With about 370 students, Guadalupe Centers aims to serve as a hub for Kansas City’s Hispanic community, said Christopher Leavens, teacher and lead for English/language arts, who led the establishment of Aztecs Read as an initiative to put a library in every classroom along with various related initiatives such as author visits and an online reading log. A multipurpose room had served as a library—but without a staff librarian, possibly for the school’s entire history.
“I’m an English teacher, and I believe so much in students being able to have good literature, and stories that speak to their culture,” said Leavens, who’s been teaching for 14 years and is in his fourth year at Guadalupe Centers. “Independent reading is so valuable in developing their reading and writing, and in developing who they are, as people — communications skills, empathy, connection.

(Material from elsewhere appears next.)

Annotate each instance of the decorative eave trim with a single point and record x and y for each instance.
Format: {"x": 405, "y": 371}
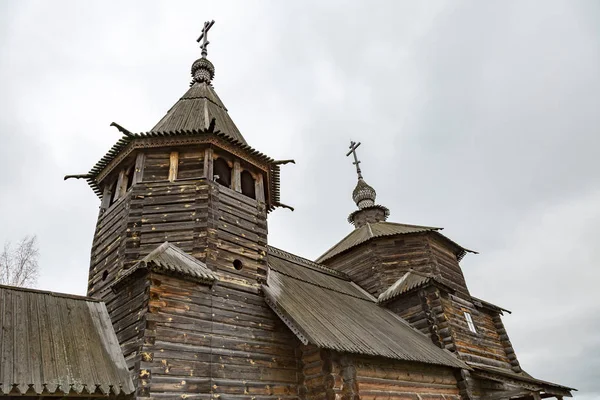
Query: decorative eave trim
{"x": 132, "y": 141}
{"x": 301, "y": 335}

I felt it was important for me to build that up.”
The initiative began during Leavens’ first year at the school, solely in his 7th grade classroom. But toward the end of the school year, he decided that the entire school, which has a total of nine classrooms devoted to students in various places along the English-language journey, should have a dedicated classroom library, and his colleagues, school leaders and the district stepped up to help. For those in the early stages of English language development, the books are in Spanish, but as they advance along the continuum, they move to English-language reading.
“We built it out over time,” he said. “Beyond getting books in the kids’ hands, we’ve tried to build up a reading culture. … Our district has been incredibly supportive of us, financially, to invest in the classroom libraries and build it out.”
Beyond the classroom libraries, Aztecs Read has hosted author visits — including with Pedro Martín, who wrote the graphic memoir “Mexikid.”
“He was able to come in, give a presentation, sign books and have lunch with our kids,” Leavens said.
The program has also invested in the online reading log Beanstack, which enables students to track their reading progress. “It can provide more infrastructure, accountability and build out reading to the home and get parents involved,” he said.
That tracking capability led to “Book of the Break” challenges, during which the school provides different tiers of incentives for students to read over school breaks for at least 10 minutes every day, Leavens said. Those who do enter a drawing for the grand prize, a pair of headphones; or the second prize, one of 10 gift cards to AMC Theatres, which were donated after a teacher reached out to the company.
At the very least, students — who typically wear uniforms — get to enjoy a dress-down day, he said.
“Not all kids are in homes where they have books, or reading role models,” Leavens said. “Getting kids to read is not always easy to do. … The team we have, too, is so resourceful and hard-working. We still have a lot of work to do, but we’ve been able to build up the amount these kids are reading for fun, and their enjoyment when they have read.”